Managing a Network of Self-Encrypting Hard Drives

With high-profile data breaches making headlines regularly, organizations are carefully evaluating their options for protecting mobile data. For years, software full disk encryption, (FDE), has been the preferred means of addressing this threat. But widespread adoption has been hampered by the complexity and cost surrounding these software-based FDE deployments.

Before exploring the integrated management of hardware encryption, it may be useful to step back and review the development of self-encrypting drives (SEDs). The first SEDs were made available in 2007 by Seagate Technology. Nearly three years later, most all hard drive vendors have developed their own versions, spurred by the passage of a single industry standard, Opal, published by the Trusted Computing Group in January 2009. Today, SEDs come in various form factors and speeds, including the first solid-state SED (offered by Samsung).

The growing presence of SEDs in the data protection market can be attributed to several drivers including:

• Federal regulations increasingly require public disclosure in the event personally identifiable information has been mishandled;
• Storage technology is getting faster (notably solid-state technology is altering expectations in terms of data throughput and responsiveness);
• Growing awareness from IT that costs related to encryption encompass more than simply licenses; there’s significant expense related to management and integration, as well as the cost of acquisition.

Notably, there are significant technological differences between traditional software-based FDE and SEDs. With SEDs, the encryption keys are generated in the drive itself and access control/ authorization also takes place in the drive. The drive-embedded encryption executes below the partition table and below the file system.
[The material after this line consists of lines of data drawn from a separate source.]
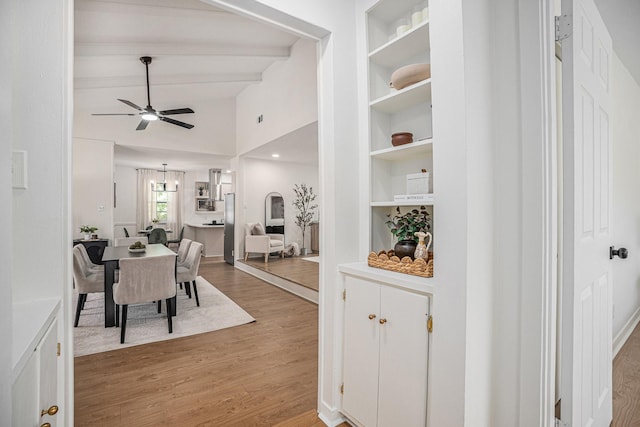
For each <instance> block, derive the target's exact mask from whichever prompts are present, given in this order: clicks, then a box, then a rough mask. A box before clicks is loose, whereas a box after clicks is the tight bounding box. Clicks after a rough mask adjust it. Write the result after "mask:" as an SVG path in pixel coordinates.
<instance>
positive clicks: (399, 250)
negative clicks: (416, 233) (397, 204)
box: [385, 206, 431, 259]
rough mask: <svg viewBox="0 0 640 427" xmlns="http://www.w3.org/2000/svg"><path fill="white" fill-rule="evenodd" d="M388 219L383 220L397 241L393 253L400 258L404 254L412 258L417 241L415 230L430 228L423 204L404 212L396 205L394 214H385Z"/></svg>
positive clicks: (428, 215) (430, 221)
mask: <svg viewBox="0 0 640 427" xmlns="http://www.w3.org/2000/svg"><path fill="white" fill-rule="evenodd" d="M387 217H388V218H389V220H388V221H387V222H385V224H386V225H387V227H389V230H391V234H393V235H394V236H395V237H396V238H397V239H398V243H396V245H395V246H394V248H393V251H394V253H395V254H396V256H397V257H398V258H400V259H402V258H403V257H405V256H409V257H411V258H413V254H414V252H415V250H416V246H417V245H418V242H417V241H416V238H415V233H417V232H423V233H424V232H427V231H429V230H431V216H430V215H429V212H427V210H426V208H425V207H424V206H420V208H419V209H411V210H410V211H408V212H406V213H404V214H403V213H401V212H400V207H399V206H398V207H396V214H395V215H393V216H391V214H389V215H387Z"/></svg>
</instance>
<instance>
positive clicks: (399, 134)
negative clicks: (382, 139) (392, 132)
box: [391, 132, 413, 147]
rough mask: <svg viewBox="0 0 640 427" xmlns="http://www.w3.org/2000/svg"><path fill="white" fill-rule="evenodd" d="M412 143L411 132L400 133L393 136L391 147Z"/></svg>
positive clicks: (404, 132)
mask: <svg viewBox="0 0 640 427" xmlns="http://www.w3.org/2000/svg"><path fill="white" fill-rule="evenodd" d="M411 142H413V134H412V133H411V132H398V133H394V134H393V135H391V145H393V146H394V147H397V146H398V145H404V144H409V143H411Z"/></svg>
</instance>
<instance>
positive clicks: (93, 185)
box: [72, 138, 114, 239]
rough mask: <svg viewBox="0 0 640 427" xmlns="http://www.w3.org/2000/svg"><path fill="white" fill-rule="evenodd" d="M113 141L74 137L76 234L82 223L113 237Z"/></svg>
mask: <svg viewBox="0 0 640 427" xmlns="http://www.w3.org/2000/svg"><path fill="white" fill-rule="evenodd" d="M113 179H114V173H113V142H111V141H96V140H89V139H80V138H74V140H73V219H72V224H73V237H74V238H81V237H83V233H81V232H80V226H81V225H91V226H94V227H97V228H98V231H97V232H96V233H97V234H98V236H100V237H101V238H105V239H113V215H114V210H113V182H114V181H113Z"/></svg>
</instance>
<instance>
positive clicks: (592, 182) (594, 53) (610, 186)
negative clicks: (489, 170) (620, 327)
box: [561, 0, 612, 427]
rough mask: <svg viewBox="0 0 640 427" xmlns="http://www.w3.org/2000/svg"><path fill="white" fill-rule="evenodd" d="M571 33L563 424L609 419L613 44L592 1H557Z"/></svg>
mask: <svg viewBox="0 0 640 427" xmlns="http://www.w3.org/2000/svg"><path fill="white" fill-rule="evenodd" d="M563 14H567V15H568V16H570V17H571V16H572V28H573V33H572V35H571V37H570V38H569V39H567V40H564V41H563V43H562V62H563V102H564V105H563V117H564V141H565V145H564V147H565V150H564V175H565V176H564V179H565V192H564V194H565V201H564V203H565V221H566V224H565V236H564V242H565V251H564V261H563V266H564V267H563V268H564V275H563V297H562V300H563V302H562V304H563V306H562V311H563V325H562V347H563V348H562V354H563V357H562V359H563V360H562V367H561V372H562V394H563V395H562V396H561V398H562V400H561V401H562V404H561V418H562V421H564V422H565V423H567V424H568V425H571V426H575V427H582V426H594V427H598V426H608V425H609V424H610V422H611V418H612V391H611V372H612V360H611V357H612V337H611V335H612V331H611V328H612V324H611V322H612V301H611V295H612V292H611V288H612V283H611V261H610V260H609V245H610V244H611V241H612V240H611V239H612V233H611V200H612V199H611V144H610V122H611V117H610V111H611V109H610V98H611V82H610V63H611V56H612V43H611V37H610V36H609V33H608V32H607V29H606V27H605V25H604V22H603V21H602V18H601V17H600V14H599V12H598V9H597V8H596V6H595V4H594V3H593V0H573V1H563Z"/></svg>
Hardware-based self-encrypting drive technology enables “always embedded” key management, which, when managed properly, does not expose the encryption key outside the drive hardware. This creates a root of trust for storage and the encrypted data cannot be accessed unless the attacker has access to the drive hardware. This protected key management effectively creates multi-factor security for drive data. To access the data, both access credentials and the original drive hardware are required (i.e., something you know and something you own). In contrast, software-encrypted partitions can be copied and attacked offline (this becomes even easier if the keys are centrally stored and accessible through insider attack).